On the Road
(15)
Directed by Walter Salles
Written by Jack Kerouac (novel), Jose Rivera (screenplay)
On general release from 12th October 2012
Reviewed by
Jack Kerouac's seminal 1957 novel hits the big screen with big ambitions.
The film charts the ultimate escapist trip around the Americas in a Hudson
Hornet – a rebellious kick in the teeth to middle class mores in
post-war USA – and Salles (The Motorcycle Diaries)
does a pretty good job of capturing the immensity of it all.
Sal Paradise is seeking escape from the stultifying alienation of the
9 to 5 existence and Dean 'One more strike and I'm never coming back out,
man!' Moriarty is a consummate recidivist. Psychopathically bent on breaking
taboos, and their own mental and physical limits, through sex, drugs,
alcohol and a jazz infused life-style they tilt for, as Norma Mailer puts
it in his essay The White Negro, “the
limitless paradise and ecstasy just beyond the next orgasm”.

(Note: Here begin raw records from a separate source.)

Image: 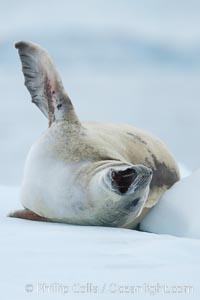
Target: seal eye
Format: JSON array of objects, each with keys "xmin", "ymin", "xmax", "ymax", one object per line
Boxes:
[{"xmin": 111, "ymin": 168, "xmax": 137, "ymax": 194}]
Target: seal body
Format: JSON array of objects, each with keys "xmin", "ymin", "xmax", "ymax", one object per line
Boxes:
[
  {"xmin": 12, "ymin": 42, "xmax": 179, "ymax": 228},
  {"xmin": 21, "ymin": 122, "xmax": 177, "ymax": 228}
]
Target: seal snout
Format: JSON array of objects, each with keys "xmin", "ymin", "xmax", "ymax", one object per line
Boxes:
[{"xmin": 111, "ymin": 168, "xmax": 137, "ymax": 194}]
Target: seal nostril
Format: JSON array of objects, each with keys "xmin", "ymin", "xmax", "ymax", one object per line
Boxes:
[{"xmin": 111, "ymin": 168, "xmax": 137, "ymax": 194}]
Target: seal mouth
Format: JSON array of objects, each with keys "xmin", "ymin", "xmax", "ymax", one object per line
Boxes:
[{"xmin": 110, "ymin": 165, "xmax": 152, "ymax": 195}]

Dean is the monster of the piece. Running two wives, Marylou alongside
in the car, and, after divorce, Camille, he continues to switch between
both while enjoying less heterosexual indulgences on the side. All this
as they career, with a varied collection of passengers, in beautifully
shot, wide-screen vistas at high speed.
Women have to be strong in the Beat Generation's world. Whether it's
exploitation or liberation for them, it's definitely freedom for their
men. It means, in Camille's case, being left holding down a job as well
as the baby. For Marylou, surviving in a free love hothouse.
Dean's attempt at placation is met by Camille's “Liar!” tirade
on a flying visit which is doomed to failure. When the boys return from
a hip all-nighter, having cavorted to animalistic musical improvisation
till dawn, they are thrown out.
Petty theft keeps them in food and petrol while stopovers with friends
give temporary R&R. During Mortensen's cameo performance as William
Burroughs, Dean helps himself to some marijuana out of the garden whilst
his host demonstrates his 'state of the art' Orgone Box (a sort of cosmic
portaloo), Wilhelm Reich's aid to attaining the ineffable. But it can't
last forever. The male bonding comes unstuck in Mexico. Sal becomes very
ill and Dean can only leave him his battered copy of Proust's Swann’s
Way for company.
The next time they meet Sal has grown up. On leaving a posh restaurant
he is accosted by a dishevelled hobo, Dean, in front of some well-heeled
friends. Completing the schism Sal now disowns him.
For explanation turn to Proust. In the novel the narrator describes the
two ways a path he walked in his youth diverged. Swann's
Way ultimately led to the nocturnal under-belly of Parisian aesthetic
life, equating to Dean's continuing proclivities. Sal has settled for
formalist conventionality, epitomised by Proust in The
Guermantes Way, also deeply flawed but masked in respectability.
Sal has consolidated but for Dean it's the road again – this time
a railroad – turning his back on the world in search of another
Benzedrine fix. A bit of him still pervades the unconscious of us all
in today's dumbed down and paranoid world. The ultimate in cool is caroused
on his way by Kerouac's lyrics and music as the credits roll.